Tuesday, April 14, 2009

Starry Eyed

This is really fun (via Gizmodo): a picture how the sky would look if your eyes were as sensitive as a long exposure telescope image.
Explanation: Intricate, glowing nebulae that shine in planet Earth's night sky are beautiful to look at in deep images made with telescopes and sensitive cameras. But they are faint and otherwise invisible to the naked-eye. That makes their relative location and extent on the sky difficult to appreciate. So, consider this impressive composite image of a wide region of the northern winter sky.
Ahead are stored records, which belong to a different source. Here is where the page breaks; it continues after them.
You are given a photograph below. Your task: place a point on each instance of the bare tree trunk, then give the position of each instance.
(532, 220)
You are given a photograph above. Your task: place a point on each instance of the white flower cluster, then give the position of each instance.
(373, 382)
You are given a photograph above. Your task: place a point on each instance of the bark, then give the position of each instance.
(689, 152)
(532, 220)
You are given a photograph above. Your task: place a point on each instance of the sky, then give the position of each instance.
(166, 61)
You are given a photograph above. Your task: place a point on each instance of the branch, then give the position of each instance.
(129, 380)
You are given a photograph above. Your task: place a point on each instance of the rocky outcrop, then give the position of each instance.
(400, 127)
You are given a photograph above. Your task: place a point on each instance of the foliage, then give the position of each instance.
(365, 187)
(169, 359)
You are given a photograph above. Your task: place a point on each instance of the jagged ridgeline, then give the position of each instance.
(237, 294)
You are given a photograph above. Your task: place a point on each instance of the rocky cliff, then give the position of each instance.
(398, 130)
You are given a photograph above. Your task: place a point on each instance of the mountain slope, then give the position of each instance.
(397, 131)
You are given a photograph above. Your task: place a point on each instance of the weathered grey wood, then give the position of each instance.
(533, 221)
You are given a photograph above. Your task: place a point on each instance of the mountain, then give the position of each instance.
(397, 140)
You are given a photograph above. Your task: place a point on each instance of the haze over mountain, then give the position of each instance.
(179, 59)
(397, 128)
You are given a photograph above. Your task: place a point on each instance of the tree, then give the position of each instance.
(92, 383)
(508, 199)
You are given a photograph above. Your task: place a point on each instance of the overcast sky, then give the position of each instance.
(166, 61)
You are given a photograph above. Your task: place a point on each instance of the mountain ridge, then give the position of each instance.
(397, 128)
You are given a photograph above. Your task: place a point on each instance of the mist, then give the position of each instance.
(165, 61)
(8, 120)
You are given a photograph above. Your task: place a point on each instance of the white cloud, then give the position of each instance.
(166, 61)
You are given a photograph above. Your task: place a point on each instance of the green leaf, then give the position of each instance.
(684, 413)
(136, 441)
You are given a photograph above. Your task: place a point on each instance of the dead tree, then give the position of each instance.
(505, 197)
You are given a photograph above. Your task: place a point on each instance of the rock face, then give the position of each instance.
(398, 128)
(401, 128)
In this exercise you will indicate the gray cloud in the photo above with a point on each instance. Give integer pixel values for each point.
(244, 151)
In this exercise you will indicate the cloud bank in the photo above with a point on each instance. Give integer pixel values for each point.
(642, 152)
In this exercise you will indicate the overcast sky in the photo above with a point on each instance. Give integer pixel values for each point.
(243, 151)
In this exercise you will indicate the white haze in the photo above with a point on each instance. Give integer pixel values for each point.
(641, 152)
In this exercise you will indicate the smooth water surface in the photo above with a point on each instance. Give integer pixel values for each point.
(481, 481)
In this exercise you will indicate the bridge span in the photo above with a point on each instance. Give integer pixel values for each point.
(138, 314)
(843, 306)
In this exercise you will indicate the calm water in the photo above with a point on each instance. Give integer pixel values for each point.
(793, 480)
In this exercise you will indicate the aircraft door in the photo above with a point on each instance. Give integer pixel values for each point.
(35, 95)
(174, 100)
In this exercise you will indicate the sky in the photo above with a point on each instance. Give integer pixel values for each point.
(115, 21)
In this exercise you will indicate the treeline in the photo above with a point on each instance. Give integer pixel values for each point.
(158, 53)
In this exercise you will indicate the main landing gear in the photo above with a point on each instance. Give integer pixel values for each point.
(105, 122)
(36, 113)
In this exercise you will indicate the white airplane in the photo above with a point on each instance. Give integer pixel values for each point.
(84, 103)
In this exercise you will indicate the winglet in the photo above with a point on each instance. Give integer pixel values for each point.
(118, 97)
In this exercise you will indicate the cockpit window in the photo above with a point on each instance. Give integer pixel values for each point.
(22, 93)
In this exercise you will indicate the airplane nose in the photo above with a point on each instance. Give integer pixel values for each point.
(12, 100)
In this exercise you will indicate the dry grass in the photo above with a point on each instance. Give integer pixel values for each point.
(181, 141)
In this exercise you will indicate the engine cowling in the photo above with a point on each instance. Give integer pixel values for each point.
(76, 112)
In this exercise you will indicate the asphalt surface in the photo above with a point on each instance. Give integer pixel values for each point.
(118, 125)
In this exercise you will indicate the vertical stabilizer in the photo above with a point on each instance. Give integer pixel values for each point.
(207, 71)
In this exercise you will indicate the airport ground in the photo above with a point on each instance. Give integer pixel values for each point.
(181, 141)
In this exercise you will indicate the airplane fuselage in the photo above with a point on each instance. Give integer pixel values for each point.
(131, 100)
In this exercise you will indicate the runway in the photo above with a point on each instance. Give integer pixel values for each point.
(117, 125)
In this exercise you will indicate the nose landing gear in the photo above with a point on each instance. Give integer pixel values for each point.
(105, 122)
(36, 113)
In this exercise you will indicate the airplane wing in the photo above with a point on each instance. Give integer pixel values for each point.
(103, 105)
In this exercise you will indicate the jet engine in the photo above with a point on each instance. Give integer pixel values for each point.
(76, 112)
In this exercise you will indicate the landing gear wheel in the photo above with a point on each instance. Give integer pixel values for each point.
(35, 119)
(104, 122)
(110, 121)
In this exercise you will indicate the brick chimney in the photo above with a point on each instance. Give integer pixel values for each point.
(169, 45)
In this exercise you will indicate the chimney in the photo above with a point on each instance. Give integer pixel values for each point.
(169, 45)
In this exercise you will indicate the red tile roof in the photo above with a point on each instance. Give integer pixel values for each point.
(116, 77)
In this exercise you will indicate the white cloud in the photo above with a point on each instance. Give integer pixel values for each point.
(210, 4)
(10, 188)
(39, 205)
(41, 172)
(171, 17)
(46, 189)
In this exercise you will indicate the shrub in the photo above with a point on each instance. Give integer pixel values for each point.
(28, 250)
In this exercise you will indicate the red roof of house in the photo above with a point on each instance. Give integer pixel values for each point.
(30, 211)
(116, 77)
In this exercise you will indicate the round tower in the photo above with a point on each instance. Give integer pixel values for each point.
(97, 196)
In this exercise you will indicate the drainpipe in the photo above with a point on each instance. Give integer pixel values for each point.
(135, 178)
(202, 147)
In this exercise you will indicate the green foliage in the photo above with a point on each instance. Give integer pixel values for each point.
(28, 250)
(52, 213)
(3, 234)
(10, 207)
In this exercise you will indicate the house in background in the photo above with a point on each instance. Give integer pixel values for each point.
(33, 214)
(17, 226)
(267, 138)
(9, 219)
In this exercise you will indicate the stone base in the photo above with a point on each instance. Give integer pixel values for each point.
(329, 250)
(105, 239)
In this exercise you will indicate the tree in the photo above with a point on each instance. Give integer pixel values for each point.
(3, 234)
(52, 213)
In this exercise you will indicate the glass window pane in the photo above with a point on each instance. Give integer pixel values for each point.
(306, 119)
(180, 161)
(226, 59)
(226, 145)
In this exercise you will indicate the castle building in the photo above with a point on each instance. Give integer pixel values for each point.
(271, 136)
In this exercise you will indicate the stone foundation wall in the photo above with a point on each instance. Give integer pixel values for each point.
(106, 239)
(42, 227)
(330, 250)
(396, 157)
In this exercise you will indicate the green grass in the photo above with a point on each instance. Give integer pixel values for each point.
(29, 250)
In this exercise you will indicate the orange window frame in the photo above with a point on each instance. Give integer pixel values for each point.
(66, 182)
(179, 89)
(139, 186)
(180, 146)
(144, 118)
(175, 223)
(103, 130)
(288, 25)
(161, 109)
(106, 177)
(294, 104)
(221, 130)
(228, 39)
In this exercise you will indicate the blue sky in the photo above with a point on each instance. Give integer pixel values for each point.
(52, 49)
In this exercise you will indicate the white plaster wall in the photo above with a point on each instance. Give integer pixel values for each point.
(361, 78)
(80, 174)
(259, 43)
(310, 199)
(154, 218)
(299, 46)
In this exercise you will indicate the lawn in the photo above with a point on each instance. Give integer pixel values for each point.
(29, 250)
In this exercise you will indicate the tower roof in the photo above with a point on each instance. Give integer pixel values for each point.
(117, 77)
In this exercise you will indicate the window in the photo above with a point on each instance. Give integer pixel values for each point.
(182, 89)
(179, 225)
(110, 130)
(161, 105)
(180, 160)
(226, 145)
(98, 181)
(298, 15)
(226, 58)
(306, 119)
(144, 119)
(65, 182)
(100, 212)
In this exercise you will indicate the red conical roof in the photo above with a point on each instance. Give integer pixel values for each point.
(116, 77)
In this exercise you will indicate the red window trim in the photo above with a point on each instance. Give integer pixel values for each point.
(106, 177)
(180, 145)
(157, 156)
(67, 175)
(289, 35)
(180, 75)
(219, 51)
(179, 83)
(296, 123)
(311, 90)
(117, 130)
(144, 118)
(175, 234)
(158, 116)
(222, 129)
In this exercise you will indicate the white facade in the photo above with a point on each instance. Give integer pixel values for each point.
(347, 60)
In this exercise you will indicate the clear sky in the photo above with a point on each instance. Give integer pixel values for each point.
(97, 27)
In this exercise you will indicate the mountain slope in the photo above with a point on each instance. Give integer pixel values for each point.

With a total exposure time of 40 hours, the painstaking mosaic presents a nebula-rich expanse known as the Orion-Eridanus Superbubble above a house in suburban Boston, USA. Within the wide and deep view are nebulae more often seen in narrower views, including the Great Orion Nebula, the Rosette Nebula, the Seagull Nebula, the California Nebula, and Barnard's Loop. The familiar constellation of Orion itself is just above the foreground house. Brightest star Sirius is left of the roof, and the recognizable Pleiades star cluster is above the tree at the right. A version of the big picture that includes simple constellation guidelines is available here.
One can get a sense of this even with the naked eye if you go way out in the desert, e.g. in South Africa. I once saw the large and small Magellanic clouds down there -- with my eyes -- and I was never the same again.